Bootstrapped LOWESS for LIGO Estimation Confidence Intervals¶
This notebook outlines how to use the moepy
library to generate confidence intervals around the LOWESS estimates, using the famous LIGO gravitational wave data as an example.
N.b. I have no expertise of signal processing in this particular context, this is merely an example of how LOWESS confidence intervals can be used to limit the domain of your prediction to where you have greatest certainty in it.
Imports¶
import numpy as np
import pandas as pd
import seaborn as sns
import matplotlib.pyplot as plt
from moepy import lowess, eda
Loading Data¶
We'll start by loading the LIGO data in
df_LIGO = pd.read_csv('../data/lowess_examples/LIGO.csv')
df_LIGO.head()
Unnamed: 0 | frequency | L1 | H1 | H1_smoothed |
---|---|---|---|---|
0 | 0 | 2.38353e-18 | 2.21569e-20 | 3.24e-18 |
1 | 0.25 | 1.68562e-18 | 2.01396e-20 | 2.6449e-19 |
2 | 0.5 | 1.24297e-21 | 5.5185e-21 | 9e-20 |
3 | 0.75 | 6.6778e-22 | 2.54612e-21 | 4.48443e-20 |
4 | 1 | 6.80032e-22 | 3.33945e-21 | 2.67769e-20 |
Baseline Fit¶
We'll quickly plot the observed data alongside the smoothed estimate provided in the raw data
fig, ax = plt.subplots(dpi=150)
ax.scatter(df_LIGO['frequency'], df_LIGO['H1'], color='k', linewidth=0, s=1)

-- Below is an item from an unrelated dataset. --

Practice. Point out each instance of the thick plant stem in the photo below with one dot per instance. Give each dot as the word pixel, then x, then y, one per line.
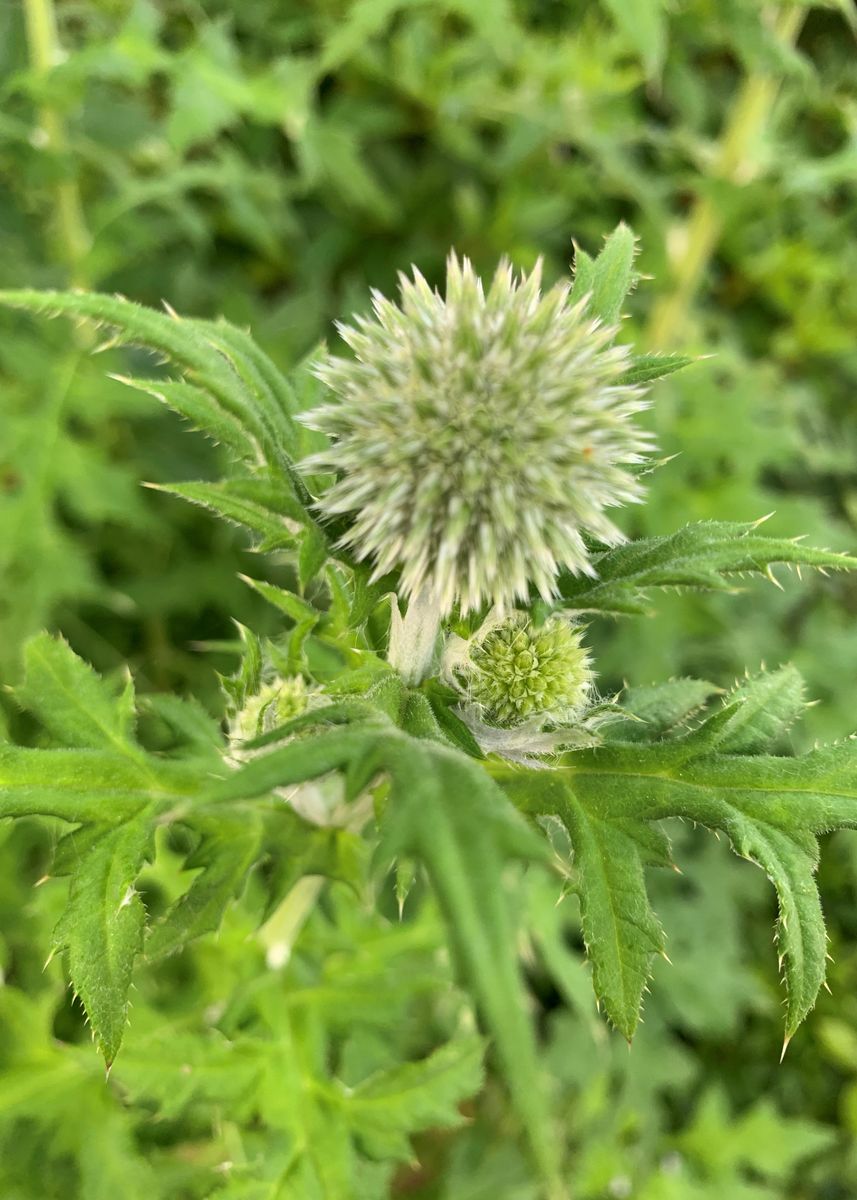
pixel 413 637
pixel 70 229
pixel 701 233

ax.plot(df_LIGO['frequency'], df_LIGO['H1_smoothed'], color='r', alpha=1, label='Existing Smoothing')
ax.set_yscale('log')
ax.legend(frameon=False)
eda.hide_spines(ax)
LOWESS Fit¶
x = df_LIGO['frequency'].values
y = np.log(df_LIGO['H1']).values
df_bootstrap = lowess.bootstrap_model(x, y, num_runs=500, frac=0.2, num_fits=30)
df_bootstrap.head()
x | 0 | 1 | 2 | 3 | 4 | 5 | 6 | 7 | 8 | 9 | ... | 490 | 491 | 492 | 493 | 494 | 495 | 496 | 497 | 498 | 499 |
---|---|---|---|---|---|---|---|---|---|---|---|---|---|---|---|---|---|---|---|---|---|
0 | -52.5227 | -52.724 | -52.4039 | -52.5183 | -52.5897 | -52.4715 | -52.5306 | -52.4727 | -52.5534 | -52.5212 | ... | -52.5536 | -52.6798 | -52.508 | -52.554 | -52.4346 | -52.6022 | -52.355 | -52.5031 | -52.5719 | -52.5057 |
0.25 | -52.5235 | -52.7245 | -52.4049 | -52.5192 | -52.5904 | -52.4723 | -52.5314 | -52.4737 | -52.5542 | -52.522 | ... | -52.5544 | -52.6804 | -52.5088 | -52.5547 | -52.4356 | -52.6029 | -52.3561 | -52.504 | -52.5727 | -52.5066 |
0.5 | -52.5244 | -52.725 | -52.4059 | -52.5201 | -52.5912 | -52.4732 | -52.5322 | -52.4746 | -52.555 | -52.5228 | ... | -52.5553 | -52.681 | -52.5096 | -52.5555 | -52.4365 | -52.6037 | -52.3573 | -52.5048 | -52.5735 | -52.5075 |
0.75 | -52.5252 | -52.7256 | -52.4069 | -52.521 | -52.5919 | -52.4741 | -52.533 | -52.4755 | -52.5559 | -52.5236 | ... | -52.5561 | -52.6816 | -52.5105 | -52.5562 | -52.4375 | -52.6044 | -52.3584 | -52.5057 | -52.5743 | -52.5084 |
1 | -52.5261 | -52.7261 | -52.4079 | -52.5218 | -52.5927 | -52.4749 | -52.5338 | -52.4764 | -52.5567 | -52.5244 | ... | -52.5569 | -52.6822 | -52.5113 | -52.5569 | -52.4384 | -52.6051 | -52.3595 | -52.5065 | -52.5751 | -52.5093 |
Using df_bootstrap
we can calculate the confidence interval of our predictions, the Pandas DataFrame quantile
method makes this particularly simple.
df_conf_intvl = lowess.get_confidence_interval(df_bootstrap, conf_pct=0.95)
# Plotting
fig, ax = plt.subplots(dpi=150)
ax.scatter(df_LIGO['frequency'], df_LIGO['H1'], color='k', linewidth=0, s=1, zorder=1)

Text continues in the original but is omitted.